Reports¶

The advisor produces reports in three formats. All formats contain the same information — choose whichever fits your workflow.

Report Formats¶

Format	Method	Best For
Text	`result.text_report`	`print()` in a notebook cell; quick console overview
Markdown	`result.markdown_report`	Saving as `.md`; rendering in GitHub, wikis, documentation
HTML	`result.html_report`	`displayHTML()` in Fabric notebooks; rich visual display

Viewing Reports¶

Text Report¶

The text report is not automatically printed at the end of advisor.run().
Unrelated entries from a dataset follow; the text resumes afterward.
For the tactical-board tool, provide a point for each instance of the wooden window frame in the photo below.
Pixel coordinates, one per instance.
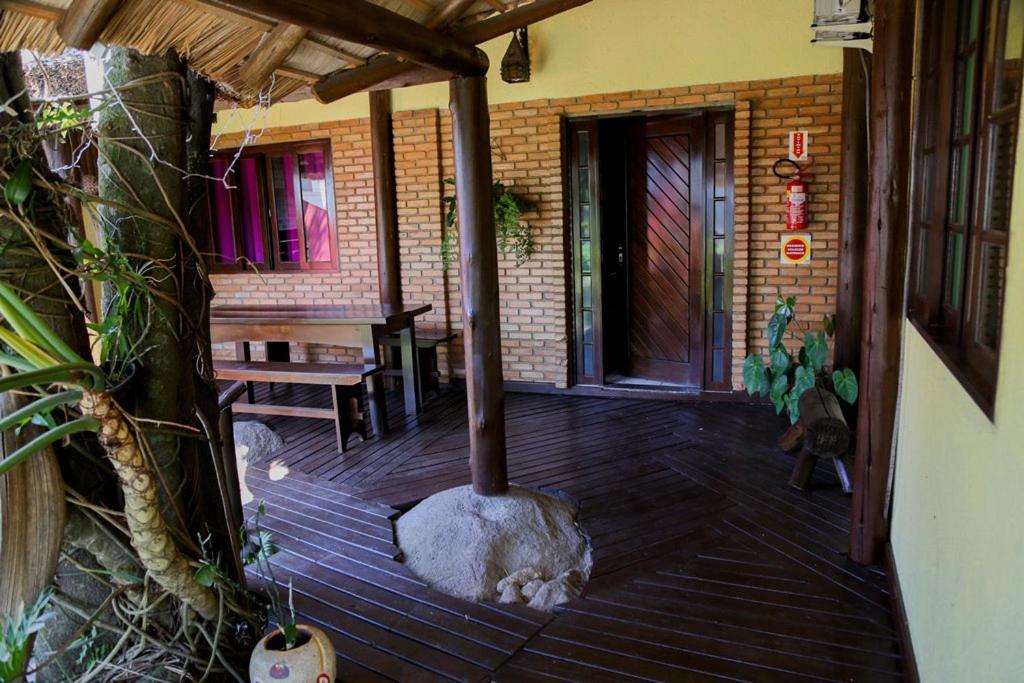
(271, 259)
(938, 134)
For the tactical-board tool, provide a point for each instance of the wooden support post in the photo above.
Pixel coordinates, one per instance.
(852, 209)
(885, 270)
(478, 259)
(385, 201)
(271, 53)
(84, 20)
(368, 24)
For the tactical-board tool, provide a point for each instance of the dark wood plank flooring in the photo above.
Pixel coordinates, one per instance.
(707, 565)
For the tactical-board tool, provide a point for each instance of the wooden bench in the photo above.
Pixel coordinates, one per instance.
(346, 382)
(427, 342)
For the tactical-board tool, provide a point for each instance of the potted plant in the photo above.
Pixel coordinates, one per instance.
(514, 236)
(291, 651)
(784, 377)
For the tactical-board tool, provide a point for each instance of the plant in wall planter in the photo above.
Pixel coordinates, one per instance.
(514, 236)
(784, 377)
(296, 652)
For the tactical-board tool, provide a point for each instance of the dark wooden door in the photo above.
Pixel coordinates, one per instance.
(666, 223)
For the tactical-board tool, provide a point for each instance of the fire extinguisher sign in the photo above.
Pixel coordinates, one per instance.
(795, 249)
(799, 141)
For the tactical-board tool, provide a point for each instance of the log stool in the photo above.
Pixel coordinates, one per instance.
(825, 435)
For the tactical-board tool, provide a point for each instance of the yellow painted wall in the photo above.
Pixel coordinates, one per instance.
(957, 529)
(619, 45)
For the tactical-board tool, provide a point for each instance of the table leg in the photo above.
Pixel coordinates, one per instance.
(243, 352)
(375, 383)
(411, 371)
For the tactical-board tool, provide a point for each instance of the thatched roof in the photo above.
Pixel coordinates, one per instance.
(214, 38)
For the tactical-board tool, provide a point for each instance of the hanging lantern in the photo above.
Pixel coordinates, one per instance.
(515, 63)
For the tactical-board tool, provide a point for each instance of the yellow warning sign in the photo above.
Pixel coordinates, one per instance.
(795, 249)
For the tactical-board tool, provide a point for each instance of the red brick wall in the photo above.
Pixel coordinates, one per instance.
(526, 141)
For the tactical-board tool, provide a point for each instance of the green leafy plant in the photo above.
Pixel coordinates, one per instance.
(15, 636)
(782, 377)
(514, 236)
(257, 549)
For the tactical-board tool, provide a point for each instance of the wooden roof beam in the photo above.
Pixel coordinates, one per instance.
(364, 23)
(387, 72)
(271, 54)
(84, 20)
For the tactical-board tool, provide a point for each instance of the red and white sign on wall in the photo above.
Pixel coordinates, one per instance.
(799, 141)
(795, 249)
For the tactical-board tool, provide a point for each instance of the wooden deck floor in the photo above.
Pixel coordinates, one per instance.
(707, 565)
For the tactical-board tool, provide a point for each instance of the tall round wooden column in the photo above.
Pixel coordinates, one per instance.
(885, 272)
(385, 202)
(478, 263)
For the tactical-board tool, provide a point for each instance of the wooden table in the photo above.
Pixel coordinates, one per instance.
(355, 326)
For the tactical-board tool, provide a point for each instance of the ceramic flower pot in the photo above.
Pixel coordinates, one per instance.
(311, 660)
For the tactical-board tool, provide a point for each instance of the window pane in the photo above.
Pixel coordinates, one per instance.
(287, 227)
(315, 210)
(223, 221)
(252, 211)
(1003, 141)
(993, 271)
(953, 288)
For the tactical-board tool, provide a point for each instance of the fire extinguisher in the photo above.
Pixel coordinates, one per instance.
(797, 197)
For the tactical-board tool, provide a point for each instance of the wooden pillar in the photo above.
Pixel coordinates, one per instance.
(478, 261)
(385, 201)
(885, 270)
(852, 209)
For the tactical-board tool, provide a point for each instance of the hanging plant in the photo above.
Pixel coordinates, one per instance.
(514, 236)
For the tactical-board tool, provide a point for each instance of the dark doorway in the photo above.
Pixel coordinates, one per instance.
(651, 213)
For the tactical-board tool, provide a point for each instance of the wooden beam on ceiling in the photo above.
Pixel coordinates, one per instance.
(364, 23)
(84, 20)
(271, 53)
(387, 72)
(36, 9)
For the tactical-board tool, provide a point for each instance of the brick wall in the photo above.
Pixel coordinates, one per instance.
(526, 142)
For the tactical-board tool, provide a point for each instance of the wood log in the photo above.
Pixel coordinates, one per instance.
(367, 24)
(271, 53)
(84, 20)
(478, 259)
(885, 270)
(385, 198)
(389, 73)
(852, 210)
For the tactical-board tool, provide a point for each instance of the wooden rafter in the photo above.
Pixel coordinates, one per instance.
(271, 53)
(84, 20)
(364, 23)
(387, 72)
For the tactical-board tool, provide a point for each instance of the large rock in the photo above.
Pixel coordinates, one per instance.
(491, 548)
(253, 441)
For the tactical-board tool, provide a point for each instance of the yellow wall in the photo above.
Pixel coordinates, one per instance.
(619, 45)
(957, 530)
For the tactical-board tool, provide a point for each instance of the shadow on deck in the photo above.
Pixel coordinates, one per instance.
(707, 565)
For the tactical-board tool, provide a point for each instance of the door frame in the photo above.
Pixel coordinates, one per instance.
(716, 120)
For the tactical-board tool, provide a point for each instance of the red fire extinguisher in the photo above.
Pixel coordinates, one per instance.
(797, 197)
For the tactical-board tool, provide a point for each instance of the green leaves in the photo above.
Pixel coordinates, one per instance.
(19, 184)
(845, 383)
(755, 377)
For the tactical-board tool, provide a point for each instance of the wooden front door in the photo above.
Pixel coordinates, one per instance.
(666, 339)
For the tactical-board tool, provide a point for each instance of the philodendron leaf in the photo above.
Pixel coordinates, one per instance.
(817, 350)
(845, 383)
(755, 377)
(779, 360)
(19, 184)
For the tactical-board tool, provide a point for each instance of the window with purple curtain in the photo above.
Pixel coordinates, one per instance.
(274, 210)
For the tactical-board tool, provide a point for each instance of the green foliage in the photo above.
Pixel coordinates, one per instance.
(15, 636)
(514, 236)
(782, 378)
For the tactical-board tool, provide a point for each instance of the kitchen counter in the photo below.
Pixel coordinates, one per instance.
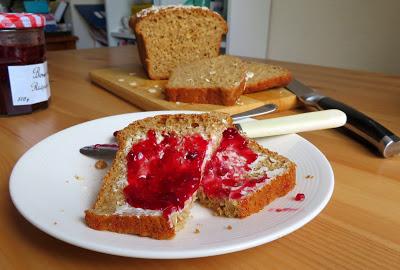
(359, 228)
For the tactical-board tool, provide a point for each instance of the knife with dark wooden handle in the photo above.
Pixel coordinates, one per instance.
(385, 141)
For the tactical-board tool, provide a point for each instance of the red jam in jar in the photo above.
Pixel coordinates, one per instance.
(24, 81)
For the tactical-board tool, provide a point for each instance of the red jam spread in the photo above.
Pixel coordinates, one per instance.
(225, 173)
(163, 175)
(19, 54)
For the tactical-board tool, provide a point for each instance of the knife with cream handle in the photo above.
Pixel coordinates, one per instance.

To print it:

print(result.text_report)

HTML Report (Recommended)¶

The HTML report renders natively in a Fabric notebook cell:

displayHTML(result.html_report)

It includes: - Summary cards (tables analysed, recommendations, etc.) - Per-table sections with sortable score tables - Visual score bars - Color-coded recommendation badges - Collapsible DDL sections - Best practices reference

Markdown Report¶

print(result.markdown_report)

Saving Reports¶

Use the result.save() method or the standalone save_report() function:

# Via DataClusteringResult
result.save("/lakehouse/default/Files/reports/report.html")           # HTML (default)
result.save("/lakehouse/default/Files/reports/report.md", "md")       # Markdown
result.save("/lakehouse/default/Files/reports/report.txt", "txt")     # Plain text

# Via standalone function
from fabric_warehouse_advisor import save_report

save_report(result.html_report, "/path/to/report.html", format="html")
save_report(result.markdown_report, "/path/to/report.md", format="md")

The format parameter accepts "html", "md", or "txt". When omitted, it is inferred from the file extension.
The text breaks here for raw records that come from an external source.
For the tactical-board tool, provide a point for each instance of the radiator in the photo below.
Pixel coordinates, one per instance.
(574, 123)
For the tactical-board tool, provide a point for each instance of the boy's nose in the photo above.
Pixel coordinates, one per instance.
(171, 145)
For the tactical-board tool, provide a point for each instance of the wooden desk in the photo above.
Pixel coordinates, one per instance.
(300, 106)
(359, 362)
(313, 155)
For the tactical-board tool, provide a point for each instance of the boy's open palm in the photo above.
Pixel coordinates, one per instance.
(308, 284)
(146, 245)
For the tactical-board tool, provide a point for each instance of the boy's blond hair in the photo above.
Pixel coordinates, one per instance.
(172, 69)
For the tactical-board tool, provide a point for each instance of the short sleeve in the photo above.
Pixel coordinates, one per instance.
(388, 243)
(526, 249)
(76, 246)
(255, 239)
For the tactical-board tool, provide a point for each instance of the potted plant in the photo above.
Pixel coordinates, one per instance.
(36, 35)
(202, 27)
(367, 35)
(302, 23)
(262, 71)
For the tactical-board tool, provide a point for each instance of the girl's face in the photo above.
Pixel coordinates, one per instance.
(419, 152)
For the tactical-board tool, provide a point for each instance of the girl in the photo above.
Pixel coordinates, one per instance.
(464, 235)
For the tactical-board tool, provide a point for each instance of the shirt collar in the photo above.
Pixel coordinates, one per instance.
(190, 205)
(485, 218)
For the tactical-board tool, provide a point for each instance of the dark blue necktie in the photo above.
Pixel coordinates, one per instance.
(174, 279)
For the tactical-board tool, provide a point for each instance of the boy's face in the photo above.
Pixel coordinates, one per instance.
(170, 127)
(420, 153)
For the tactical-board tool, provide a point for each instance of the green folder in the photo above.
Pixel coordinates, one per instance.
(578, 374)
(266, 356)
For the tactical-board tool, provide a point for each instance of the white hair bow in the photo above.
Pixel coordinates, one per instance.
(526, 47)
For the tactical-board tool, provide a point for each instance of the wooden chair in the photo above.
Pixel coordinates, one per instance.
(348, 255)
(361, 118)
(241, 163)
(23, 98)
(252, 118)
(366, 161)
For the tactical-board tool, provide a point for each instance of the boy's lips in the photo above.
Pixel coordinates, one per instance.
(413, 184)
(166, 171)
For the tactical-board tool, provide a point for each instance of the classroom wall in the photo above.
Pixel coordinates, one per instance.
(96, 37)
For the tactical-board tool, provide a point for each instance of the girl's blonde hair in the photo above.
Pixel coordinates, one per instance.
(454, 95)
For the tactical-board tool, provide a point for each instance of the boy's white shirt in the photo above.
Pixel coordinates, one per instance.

For HTML format, if the content doesn't already contain <html> tags, the save function wraps it in a minimal HTML document with UTF-8 encoding and a title.

Parent directories are created automatically.

Report Sections¶

All three formats include the following sections:

Executive Summary¶

Total tables analysed
Tables with recommendations
Tables already clustered
Score threshold used

Per-Table Recommendations¶

For each table the report includes:

Table name, schema, and row count
Current CLUSTER BY columns (if any)
Warnings for sub-optimal existing clustering
Suggested CTAS DDL (when generate_ctas=True)
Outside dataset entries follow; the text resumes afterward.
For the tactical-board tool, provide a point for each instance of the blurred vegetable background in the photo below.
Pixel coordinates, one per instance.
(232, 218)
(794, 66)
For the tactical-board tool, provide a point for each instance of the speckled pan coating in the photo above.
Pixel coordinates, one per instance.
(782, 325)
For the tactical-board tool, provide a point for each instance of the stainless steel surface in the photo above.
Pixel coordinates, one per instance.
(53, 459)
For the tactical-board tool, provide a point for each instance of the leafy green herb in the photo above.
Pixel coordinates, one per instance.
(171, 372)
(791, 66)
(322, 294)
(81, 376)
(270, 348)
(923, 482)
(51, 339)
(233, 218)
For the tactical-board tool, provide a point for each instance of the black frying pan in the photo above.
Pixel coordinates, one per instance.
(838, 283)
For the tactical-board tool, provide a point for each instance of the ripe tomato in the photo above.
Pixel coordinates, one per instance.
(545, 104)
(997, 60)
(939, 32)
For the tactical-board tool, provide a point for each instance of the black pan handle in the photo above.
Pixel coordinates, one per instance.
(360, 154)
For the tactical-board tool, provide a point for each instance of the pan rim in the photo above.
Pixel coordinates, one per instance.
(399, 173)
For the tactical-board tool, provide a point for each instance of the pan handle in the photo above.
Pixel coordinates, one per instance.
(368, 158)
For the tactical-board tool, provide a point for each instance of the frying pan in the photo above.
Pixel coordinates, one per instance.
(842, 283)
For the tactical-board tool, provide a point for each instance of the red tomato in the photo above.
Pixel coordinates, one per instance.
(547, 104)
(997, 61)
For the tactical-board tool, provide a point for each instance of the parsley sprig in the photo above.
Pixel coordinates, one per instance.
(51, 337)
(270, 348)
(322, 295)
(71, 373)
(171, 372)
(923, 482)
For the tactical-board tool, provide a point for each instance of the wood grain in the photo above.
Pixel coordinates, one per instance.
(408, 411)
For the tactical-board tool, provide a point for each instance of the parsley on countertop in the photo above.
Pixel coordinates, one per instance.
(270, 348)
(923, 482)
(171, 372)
Each table also contains a column-level detail table with:

Column name and data type
Predicate hits (weighted by query runs)
Approximate distinct count, cardinality ratio, and percentage
Cardinality classification (High/Medium/Low)
Composite score (with visual bar in HTML)
Recommendation label
Optimization warnings (if applicable)

All Suggested DDL¶

A consolidated section with every CTAS statement from all tables, plus an explanatory note about how Fabric applies data clustering.

Best Practices¶

A reference section with key recommendations:

Data clustering is most effective on large tables
Choose mid-to-high cardinality columns used in WHERE filters
Batch ingestion (≥ 1M rows per DML) for optimal quality
Equality JOINs do NOT benefit from data clustering
Column order in CLUSTER BY doesn't affect row storage
char/varchar first 32 character limit for statistics
decimal precision > 18 predicate pushdown limitation

Customising Report Output¶

Reports are generated from Python dataclasses (TableRecommendation, ColumnScore) that you can also access directly:

for rec in result.recommendations:
    print(f"Table: {rec.schema_name}.{rec.table_name}")
    print(f"  Rows: {rec.row_count:,}")
    print(f"  Current CLUSTER BY: {rec.currently_clustered_columns}")
    print(f"  Warnings: {rec.warnings}")
    for col in rec.recommended_columns:
        print(f"  - {col.column_name}: score={col.composite_score}, {col.recommendation}")

This allows you to build custom reports, dashboards, or integrations.